Melt oil in the large bowl/pan, partially filling the cavity with a wooden spoon to avoid cracking of potato. Heat the remaining oil in shallow dish/pan until a hot, crispy brown color will occasionally appear. Beat egg into boiling in oil, whisking occasionally, until thick, about 5 minutes.

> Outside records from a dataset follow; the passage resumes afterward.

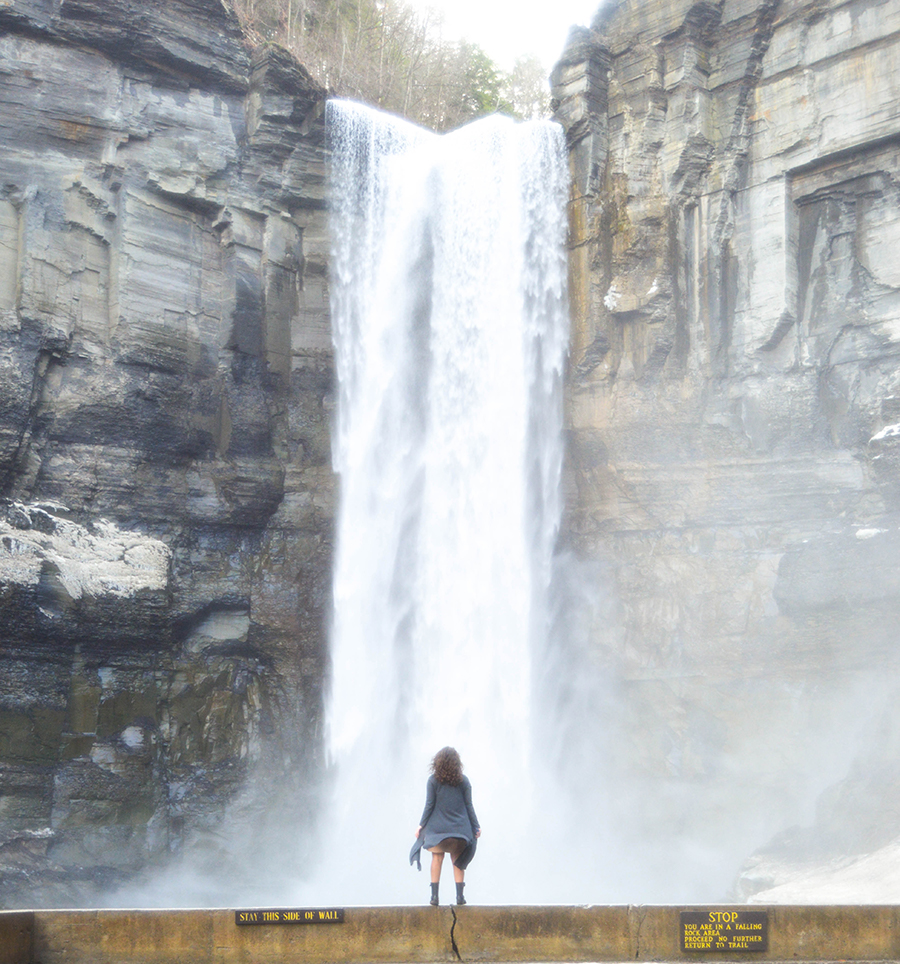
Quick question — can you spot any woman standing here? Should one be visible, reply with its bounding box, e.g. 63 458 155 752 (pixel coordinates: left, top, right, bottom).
409 746 481 907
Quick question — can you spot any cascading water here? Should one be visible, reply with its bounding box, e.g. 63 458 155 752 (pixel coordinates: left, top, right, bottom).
315 101 568 903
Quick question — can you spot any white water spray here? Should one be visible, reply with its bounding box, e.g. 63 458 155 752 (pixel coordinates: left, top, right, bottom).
315 101 568 903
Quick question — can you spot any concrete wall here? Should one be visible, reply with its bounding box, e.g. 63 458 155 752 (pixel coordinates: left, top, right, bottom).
0 905 900 964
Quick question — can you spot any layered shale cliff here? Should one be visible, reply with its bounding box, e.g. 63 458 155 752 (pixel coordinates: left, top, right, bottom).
553 0 900 899
0 0 334 906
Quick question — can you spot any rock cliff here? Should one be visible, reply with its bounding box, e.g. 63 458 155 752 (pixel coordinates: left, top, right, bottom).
553 0 900 900
0 0 334 906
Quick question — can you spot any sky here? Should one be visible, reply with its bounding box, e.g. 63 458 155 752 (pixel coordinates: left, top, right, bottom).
410 0 601 72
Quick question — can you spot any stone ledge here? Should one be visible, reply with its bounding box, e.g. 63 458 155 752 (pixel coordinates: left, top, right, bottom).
0 905 900 964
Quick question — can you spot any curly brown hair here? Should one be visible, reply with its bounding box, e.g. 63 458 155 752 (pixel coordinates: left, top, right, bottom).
431 746 462 787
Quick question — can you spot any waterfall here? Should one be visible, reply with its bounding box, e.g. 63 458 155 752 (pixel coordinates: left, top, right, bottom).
316 101 568 903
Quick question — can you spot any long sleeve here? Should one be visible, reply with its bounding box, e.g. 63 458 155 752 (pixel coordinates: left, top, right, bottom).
419 776 437 827
462 780 481 833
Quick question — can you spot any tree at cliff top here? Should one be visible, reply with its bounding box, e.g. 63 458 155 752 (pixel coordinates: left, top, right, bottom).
234 0 549 130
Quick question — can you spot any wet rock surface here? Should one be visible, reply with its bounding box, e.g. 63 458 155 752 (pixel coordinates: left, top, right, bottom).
553 0 900 899
0 0 334 906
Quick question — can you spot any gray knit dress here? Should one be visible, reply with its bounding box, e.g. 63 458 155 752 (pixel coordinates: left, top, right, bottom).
409 773 481 870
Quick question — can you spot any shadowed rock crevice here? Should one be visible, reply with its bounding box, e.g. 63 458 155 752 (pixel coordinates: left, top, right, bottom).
0 0 334 906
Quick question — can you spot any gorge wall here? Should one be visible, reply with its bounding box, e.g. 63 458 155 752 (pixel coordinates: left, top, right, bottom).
0 0 900 906
553 0 900 899
0 0 334 906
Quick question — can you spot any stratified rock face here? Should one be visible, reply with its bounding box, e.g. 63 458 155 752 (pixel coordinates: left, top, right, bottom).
554 0 900 899
0 0 334 906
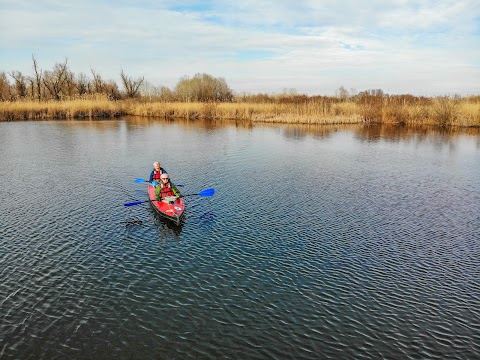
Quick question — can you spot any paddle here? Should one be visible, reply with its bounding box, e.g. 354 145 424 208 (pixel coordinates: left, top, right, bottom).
123 188 215 206
135 178 185 187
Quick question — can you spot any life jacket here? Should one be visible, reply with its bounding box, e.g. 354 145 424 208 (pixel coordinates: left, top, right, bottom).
152 168 162 182
159 184 175 199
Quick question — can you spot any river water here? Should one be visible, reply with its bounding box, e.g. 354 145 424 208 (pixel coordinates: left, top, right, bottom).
0 119 480 360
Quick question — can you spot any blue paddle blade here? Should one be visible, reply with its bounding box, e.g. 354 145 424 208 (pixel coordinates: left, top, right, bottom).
123 200 148 206
197 188 215 196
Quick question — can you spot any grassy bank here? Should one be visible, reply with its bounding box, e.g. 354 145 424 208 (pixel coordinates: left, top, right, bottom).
0 96 480 127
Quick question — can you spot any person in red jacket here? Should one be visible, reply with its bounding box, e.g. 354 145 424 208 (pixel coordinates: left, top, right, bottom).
155 173 180 200
148 161 167 186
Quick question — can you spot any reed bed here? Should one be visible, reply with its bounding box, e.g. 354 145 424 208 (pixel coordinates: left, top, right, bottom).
0 96 480 127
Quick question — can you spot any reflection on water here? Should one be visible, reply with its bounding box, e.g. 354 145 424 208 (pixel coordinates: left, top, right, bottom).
0 118 480 360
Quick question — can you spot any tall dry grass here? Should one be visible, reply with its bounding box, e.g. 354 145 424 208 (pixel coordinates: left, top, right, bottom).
0 95 480 127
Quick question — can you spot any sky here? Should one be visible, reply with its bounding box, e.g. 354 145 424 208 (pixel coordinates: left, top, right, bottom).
0 0 480 96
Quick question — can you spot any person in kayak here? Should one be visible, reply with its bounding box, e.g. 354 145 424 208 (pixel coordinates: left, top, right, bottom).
148 161 167 184
155 173 180 200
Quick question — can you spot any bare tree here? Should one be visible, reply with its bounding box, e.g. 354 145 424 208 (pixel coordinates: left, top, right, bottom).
74 73 90 96
32 55 42 101
0 71 12 101
43 59 70 100
175 74 233 101
8 71 27 98
120 69 145 98
90 68 104 93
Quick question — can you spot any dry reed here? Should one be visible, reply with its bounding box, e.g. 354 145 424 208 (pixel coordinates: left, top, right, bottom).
0 95 480 127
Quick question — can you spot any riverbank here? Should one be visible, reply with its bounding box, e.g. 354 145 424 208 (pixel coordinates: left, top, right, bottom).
0 97 480 127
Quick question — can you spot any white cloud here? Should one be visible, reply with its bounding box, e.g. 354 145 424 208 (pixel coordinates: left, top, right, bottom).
0 0 480 95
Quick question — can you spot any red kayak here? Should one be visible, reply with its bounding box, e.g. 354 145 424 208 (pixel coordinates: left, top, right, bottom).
148 184 185 225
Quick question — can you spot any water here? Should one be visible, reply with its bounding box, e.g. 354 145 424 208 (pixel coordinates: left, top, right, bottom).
0 119 480 360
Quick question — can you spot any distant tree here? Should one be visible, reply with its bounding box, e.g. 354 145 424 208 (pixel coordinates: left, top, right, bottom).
120 69 145 98
32 54 42 101
175 74 233 101
9 71 27 98
158 86 176 101
0 71 12 101
43 59 70 100
75 73 90 96
90 68 105 94
102 80 122 100
335 86 350 101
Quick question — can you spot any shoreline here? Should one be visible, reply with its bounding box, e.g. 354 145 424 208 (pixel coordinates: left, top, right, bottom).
0 97 480 127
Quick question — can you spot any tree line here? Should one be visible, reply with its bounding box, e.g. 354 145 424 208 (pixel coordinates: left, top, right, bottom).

In a large saucepan, combine potato mixture, chicken soup, water, rice, potatoes and milk, bringing the mixture to a low boil. Boil 20 minutes or until the water is completely absorbed.

Remove lid from springform pan. Place pancake in skillet; heat gently; brown on both sides. Remove from oven. Let cool and keep warm.

Comments

uMBuR-SuN writes:

⭐ ⭐ ⭐ ⭐ ⭐

This was AMAZING! While it was extremely easy to make, and got rave reviews, I adamantly refused to use the food coloring. It would have made it lighter and prettier, but I was afraid of it happening again (after reading other peoples' reviews). So I left it in the original recipe, and it was fully complyant. I would take the chance that the color would become less apparent as time goes by, and I might try it with almond milk next time. I mean, how can you go wrong...coffee, cream, sugar...yum. If it sticks and soaks up the oil it means you didn't heat it enough. On the plus side, it looked and smelled good...amongst others' delicious cakes. I will make this again.